First Tier 1 Cannabis Small Grower License Issued in Vermont

Rutland Craft Cannabis LTD. received the first-ever Level 1 Small Grower License from the State of Vermont. While the Cannabis Control Board currently has 179 cultivator applications, there is a reason, in part, why Rutland Craft Cannabis LTD. was the first to obtain a license. “We started, of course, with these requests from people from communities that have been disproportionately impacted by cannabis prohibition,” said James Pepper, chairman of the Vermont Cannabis Control Board. The Vermont legislature wants the Cannabis Control Commission to prioritize social equity claims submitted by people disproportionately targeted by cannabis prohibition. They also want priority given to businesses owned by women and minority groups. According to the Board of Directors, Rutland Craft Cannabis LTD. owned by Hispanic Americans. “This bill has been vetoed several times. So, you know, this is a big deal for the advocacy community that is calling for more sensible drug policies. Particularly around cannabis for a very long time,” Pepper said. Economists hired by the council said 450,000 to 500,000 square feet of canopy, where cannabis is grown, are needed to meet demand. The council tries to achieve this goal by licensing small growers like Rutland Craft Cannabis LTD. first, which will manage 1,000 square feet of indoor grow space. It’s a decision supported by cannabis equity advocacy groups like NORML. “What we want to try to avoid is having the conglomeration of power. And putting the concentration of power in the hands of small producers, social equity business owners and ordinary people,” said Nick Scheurmann, executive director of NORML. The non-profit organization said more needs to be done to bring fairness to delivery standards in the future before conglomerates can take over. This is legislation that we will be introducing in January that would develop a delivery license that would be available exclusively to qualified social equity seekers This would involve delivering cannabis to the retailer to the adult user or from the retailer to the patient,” Scheurmann said. The Cannabis Control Board expects demand to outstrip supply when cannabis stores begin to be licensed and open after Oct. 1. He said he will It takes time to build the supply chain and officials want to prioritize smallholder farmers as much as possible.

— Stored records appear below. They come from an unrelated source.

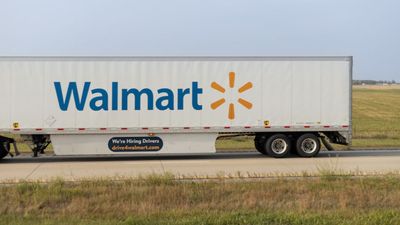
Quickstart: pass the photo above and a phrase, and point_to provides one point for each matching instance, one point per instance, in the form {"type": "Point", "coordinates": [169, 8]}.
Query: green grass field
{"type": "Point", "coordinates": [163, 200]}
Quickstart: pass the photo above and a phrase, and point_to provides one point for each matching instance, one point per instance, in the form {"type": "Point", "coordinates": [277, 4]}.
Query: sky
{"type": "Point", "coordinates": [369, 30]}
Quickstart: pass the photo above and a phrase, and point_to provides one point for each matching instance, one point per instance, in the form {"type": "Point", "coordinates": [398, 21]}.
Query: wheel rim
{"type": "Point", "coordinates": [309, 145]}
{"type": "Point", "coordinates": [279, 146]}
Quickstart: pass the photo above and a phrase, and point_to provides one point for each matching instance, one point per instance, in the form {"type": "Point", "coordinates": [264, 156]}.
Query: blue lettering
{"type": "Point", "coordinates": [169, 99]}
{"type": "Point", "coordinates": [72, 90]}
{"type": "Point", "coordinates": [137, 94]}
{"type": "Point", "coordinates": [100, 100]}
{"type": "Point", "coordinates": [195, 96]}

Rutland Craft Cannabis LTD. received the first-ever Level 1 Small Grower License from the State of Vermont.

Although the Cannabis Control Board currently has 179 cultivator applications, there is a reason, in part, why Rutland Craft Cannabis LTD. was the first to obtain a license.

“We started, of course, with these requests from people from communities that have been disproportionately impacted by cannabis prohibition,” said James Pepper, chairman of the Vermont Cannabis Control Board.

The Vermont legislature wants the Cannabis Control Commission to prioritize social equity claims submitted by people disproportionately targeted by cannabis prohibition. They also want priority given to women-owned businesses and minority groups.

According to the board, Rutland Craft Cannabis LTD. owned by Hispanic Americans.

“This bill has been vetoed several times. So, you know, this is a big deal for the advocacy community that is calling for more sensible drug policies. Particularly around cannabis for a very long time,” Pepper said.

Economists hired by the council said 450,000 to 500,000 square feet of canopy, where cannabis is grown, are needed to meet demand.

The council tries to achieve this goal by allowing small growers like Rutland Craft Cannabis LTD. first, which will manage 1,000 square feet of indoor grow space.
It’s a decision supported by cannabis equity advocacy groups like NORML.

“What we want to try to avoid is having the conglomeration of power. And putting the concentration of power in the hands of small producers, social equity business owners and ordinary people,” said Nick Scheurmann, Executive Director of NORML.

The nonprofit said more needs to be done to bring fairness to delivery standards in the future before conglomerates can take over.

“This is legislation that we will introduce in January that would develop a delivery license that would be available exclusively to qualified social equity seekers. It would be delivering cannabis from the retailer to the adult user or from the retailer to the patient,” Scheurmann said.

The Cannabis Control Council predicts that demand will exceed supply when cannabis stores begin to be licensed and open after October 1. He said it takes time to build the supply chain and officials want to prioritize smallholder farmers as much as possible.